Your new book, The Rules of Contagion, explores the spread of diseases, ideas and even happiness. Which books spurred you to study epidemics?
The Great Influenza: The Story of the Deadliest Epidemic in History, by John Barry, explored the social and medical implications of the 1918 “Spanish flu” pandemic, illustrating how widely and deeply contagion can be felt. Malcolm Gladwell’s The Tipping Point: How Little Things Can Make a Big Difference made me think more about the processes that might drive epidemics (even if many of the ideas in the book aren’t so convincing now that I work in this field). I came across the textbook Modeling Infectious Diseases in Humans and Animals, by Matt Keeling and Pejman Rohani, during my undergraduate study. This was the first time I’d seen how mathematical models could apply to public health and help us understand – and, ideally, control – infectious diseases.

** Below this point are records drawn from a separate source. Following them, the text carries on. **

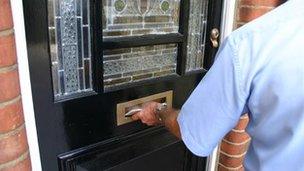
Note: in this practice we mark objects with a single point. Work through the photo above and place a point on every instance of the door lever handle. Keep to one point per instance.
(215, 33)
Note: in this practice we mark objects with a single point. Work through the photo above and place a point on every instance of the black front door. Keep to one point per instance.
(91, 61)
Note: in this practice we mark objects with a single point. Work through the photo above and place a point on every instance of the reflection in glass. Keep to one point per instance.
(69, 40)
(127, 65)
(140, 17)
(196, 34)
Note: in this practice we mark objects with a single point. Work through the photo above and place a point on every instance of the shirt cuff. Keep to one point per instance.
(189, 141)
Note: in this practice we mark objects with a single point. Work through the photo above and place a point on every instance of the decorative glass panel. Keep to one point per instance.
(127, 65)
(140, 17)
(197, 34)
(69, 36)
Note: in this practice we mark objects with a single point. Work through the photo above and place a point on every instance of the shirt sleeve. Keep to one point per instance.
(216, 104)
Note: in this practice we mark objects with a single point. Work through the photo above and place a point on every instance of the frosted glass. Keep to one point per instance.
(127, 65)
(196, 34)
(69, 40)
(140, 17)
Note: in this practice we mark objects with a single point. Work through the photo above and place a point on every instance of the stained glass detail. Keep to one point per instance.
(69, 40)
(165, 6)
(119, 5)
(128, 65)
(139, 17)
(196, 34)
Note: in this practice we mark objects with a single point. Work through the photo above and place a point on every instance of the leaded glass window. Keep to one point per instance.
(196, 34)
(69, 39)
(140, 17)
(127, 65)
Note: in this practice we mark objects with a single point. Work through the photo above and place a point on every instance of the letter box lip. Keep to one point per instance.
(123, 108)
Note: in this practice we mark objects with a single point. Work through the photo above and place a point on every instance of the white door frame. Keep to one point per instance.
(25, 84)
(227, 25)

What books would you recommend for non-specialists wanting to know more about the risks of epidemics and the precautions they should take?
Smallpox: The Death of a Disease, by D. A. Henderson, is an excellent first-hand account of the efforts to eradicate the smallpox virus, explaining along the way why it was controllable and what we might face in future, from bioterrorism to re-emerging threats. Sinead Walsh and Oliver Johnson’s Getting to Zero: A Doctor and a Diplomat on the Ebola Frontline gives a really useful perspective on the political and medical challenges involved in controlling the 2014-16 epidemic, and such challenges occur all too often for others diseases, too.

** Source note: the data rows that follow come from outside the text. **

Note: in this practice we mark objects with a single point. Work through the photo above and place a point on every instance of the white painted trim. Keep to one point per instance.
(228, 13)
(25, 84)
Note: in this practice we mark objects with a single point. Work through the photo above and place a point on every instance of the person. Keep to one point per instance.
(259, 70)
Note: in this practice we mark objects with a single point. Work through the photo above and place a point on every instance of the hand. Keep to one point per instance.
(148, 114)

Can you suggest some good general accounts of the “contagion” of ideas (and fake news) we are witnessing in an age of social media?
Duncan Watts’ Everything Is Obvious: Why Common Sense Is Nonsense has some great examples of how online experiments are transforming our understanding of how ideas spread. Twitter and Tear Gas: The Power and Fragility of Networked Protest, by Zeynep Tufekci, looks at how social media has fed real-life activism and protests, while Jon Ronson’s So You’ve Been Publicly Shamed is a thoughtful exploration of how – and why – people have become infamous online.

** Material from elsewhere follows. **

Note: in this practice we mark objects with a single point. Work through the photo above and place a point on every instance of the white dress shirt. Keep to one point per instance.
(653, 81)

What is the last book you gave as a gift, and to whom?
My wife has worked on some major initiatives to address gender inequality in her field of advertising, so I recently gave her a copy of Women & Power: A Manifesto, by Mary Beard, which traces the history of female public voices.

What books do you have on your desk waiting to be read?
Superior: The Return of Race Science, by Angela Saini, was a fascinating, important book, so I’ve got her earlier book Inferior: The True Power of Women and the Science That Shows It on my to-read list as well. As someone who did their PhD in a department of applied mathematics and theoretical physics, I also want to read Sabine Hossenfelder’s provocative book Lost in Math: How Beauty Leads Physics Astray, which argues that an obsession with mathematical elegance has hindered progress in physics. Another book on my list is Michael Kearns and Aaron Roth’s The Ethical Algorithm: The Science of Socially Aware Algorithm Design, which looks at how we can make widely used algorithms ethically sound and socially beneficial.

Adam Kucharski is an associate professor in the Centre for the Mathematical Modelling of Infectious Diseases at the London School of Hygiene and Tropical Medicine. His latest book is The Rules of Contagion: Why Things Spread – and Why They Stop (Profile).